The same should be done for the last and most complicated case…

{\pi\over4} = 88 \arctan{1\over172} + 51 \arctan{1\over239} + 32 \arctan{1\over682} + 44 \arctan{1\over5357} + 68 \arctan{1\over12943}

… but it should be confirmed that the following, slightly changed, formula is incorrect by showing tan (right hand side) is not one:

{\pi\over4} = 88 \arctan{1\over172} + 51 \arctan{1\over239} + 32 \arctan{1\over682} + 44 \arctan{1\over5357} + 68 \arctan{1\over12944}

This is what I contributed to Rosetta Code:

library(Rmpfr)
prec <- 1000 # precision in bits
`%:%` <- function(e1, e2) '/'(mpfr(e1, prec), mpfr(e2, prec)) # operator %:% for high precision division
# function for checking identity of tan of expression and 1, making use of high precision division operator %:%
tanident_1 <- function(x) identical(round(tan(eval(parse(text = gsub("/", "%:%", deparse(substitute(x)))))), (prec/10)), mpfr(1, prec))
 
tanident_1( 1*atan(1/2)    +  1*atan(1/3) )
## [1] TRUE
tanident_1( 2*atan(1/3)    +  1*atan(1/7))
## [1] TRUE
tanident_1( 4*atan(1/5)    + -1*atan(1/239))
## [1] TRUE
tanident_1( 5*atan(1/7)    +  2*atan(3/79))
## [1] TRUE
tanident_1( 5*atan(29/278) +  7*atan(3/79))
## [1] TRUE
tanident_1( 1*atan(1/2)    +  1*atan(1/5)   +   1*atan(1/8) )
## [1] TRUE
tanident_1( 4*atan(1/5)    + -1*atan(1/70)  +   1*atan(1/99) )
## [1] TRUE
tanident_1( 5*atan(1/7)    +  4*atan(1/53)  +   2*atan(1/4443))
## [1] TRUE
tanident_1( 6*atan(1/8)    +  2*atan(1/57)  +   1*atan(1/239))
## [1] TRUE
tanident_1( 8*atan(1/10)   + -1*atan(1/239) +  -4*atan(1/515))
## [1] TRUE
tanident_1(12*atan(1/18)   +  8*atan(1/57)  +  -5*atan(1/239))
## [1] TRUE
tanident_1(16*atan(1/21)   +  3*atan(1/239) +   4*atan(3/1042))
## [1] TRUE
tanident_1(22*atan(1/28)   +  2*atan(1/443) +  -5*atan(1/1393) + -10*atan(1/11018))
## [1] TRUE
tanident_1(22*atan(1/38)   + 17*atan(7/601) +  10*atan(7/8149))
## [1] TRUE
tanident_1(44*atan(1/57)   +  7*atan(1/239) + -12*atan(1/682)  +  24*atan(1/12943))
## [1] TRUE

tanident_1(88*atan(1/172)  + 51*atan(1/239) +  32*atan(1/682)  +  44*atan(1/5357) + 68*atan(1/12943))
## [1] TRUE
tanident_1(88*atan(1/172)  + 51*atan(1/239) +  32*atan(1/682)  +  44*atan(1/5357) + 68*atan(1/12944))
## [1] FALSE

As you can see all statements are TRUE except for the last one!

In the code I make use of the Rmpfr package (from Martin Maechler of ETH Zürich, Switzerland) which is based on the excellent GMP (GNU Multiple Precision) library.
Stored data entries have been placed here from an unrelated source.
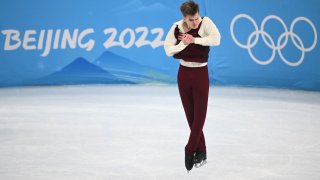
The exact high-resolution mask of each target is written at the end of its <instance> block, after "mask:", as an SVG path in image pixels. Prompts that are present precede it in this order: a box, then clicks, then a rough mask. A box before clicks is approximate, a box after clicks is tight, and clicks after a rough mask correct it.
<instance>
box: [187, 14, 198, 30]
mask: <svg viewBox="0 0 320 180" xmlns="http://www.w3.org/2000/svg"><path fill="white" fill-rule="evenodd" d="M184 22H185V23H186V24H187V26H188V28H190V29H197V28H198V26H199V24H200V16H199V13H198V12H197V13H196V14H195V15H187V16H185V17H184Z"/></svg>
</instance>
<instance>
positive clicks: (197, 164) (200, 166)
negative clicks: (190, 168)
mask: <svg viewBox="0 0 320 180" xmlns="http://www.w3.org/2000/svg"><path fill="white" fill-rule="evenodd" d="M205 164H207V161H206V160H204V161H202V162H201V163H196V164H195V165H194V167H196V168H199V167H201V166H203V165H205Z"/></svg>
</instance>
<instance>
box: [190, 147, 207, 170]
mask: <svg viewBox="0 0 320 180" xmlns="http://www.w3.org/2000/svg"><path fill="white" fill-rule="evenodd" d="M193 163H194V166H195V167H196V168H199V167H201V166H203V165H205V164H206V163H207V152H206V151H197V152H196V155H195V157H194V159H193Z"/></svg>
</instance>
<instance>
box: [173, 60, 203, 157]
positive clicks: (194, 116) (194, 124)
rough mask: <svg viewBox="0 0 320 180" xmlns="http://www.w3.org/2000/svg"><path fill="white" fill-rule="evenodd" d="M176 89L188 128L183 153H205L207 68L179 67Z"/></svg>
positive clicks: (182, 66)
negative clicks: (205, 131)
mask: <svg viewBox="0 0 320 180" xmlns="http://www.w3.org/2000/svg"><path fill="white" fill-rule="evenodd" d="M178 87H179V93H180V98H181V101H182V105H183V108H184V111H185V114H186V117H187V120H188V124H189V127H190V130H191V132H190V135H189V140H188V143H187V145H186V146H185V151H186V153H188V154H193V153H195V152H196V151H205V150H206V144H205V138H204V134H203V131H202V129H203V126H204V122H205V119H206V114H207V106H208V95H209V77H208V67H207V66H204V67H196V68H195V67H193V68H190V67H185V66H182V65H180V67H179V72H178Z"/></svg>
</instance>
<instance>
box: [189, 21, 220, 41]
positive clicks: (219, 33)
mask: <svg viewBox="0 0 320 180" xmlns="http://www.w3.org/2000/svg"><path fill="white" fill-rule="evenodd" d="M202 25H203V28H204V30H203V31H204V37H199V38H194V43H195V44H200V45H203V46H218V45H220V38H221V36H220V32H219V30H218V28H217V27H216V25H215V24H214V23H213V22H212V20H211V19H210V18H207V17H205V18H203V24H202Z"/></svg>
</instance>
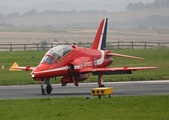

I define a new infix operator %:% for high-precision division and after that convert all standard divisions in the formulae to high-precision divisions and calculate the tan. Before I check if the result is identical to one I round it to 100 decimal places which is more than enough given the precision of log_{10}(2^{1000})=301.03, so about 300 decimal places, in the example.

Please let me know in the comments what you think of this approach and whether you see room for improvement for the code – Thank you!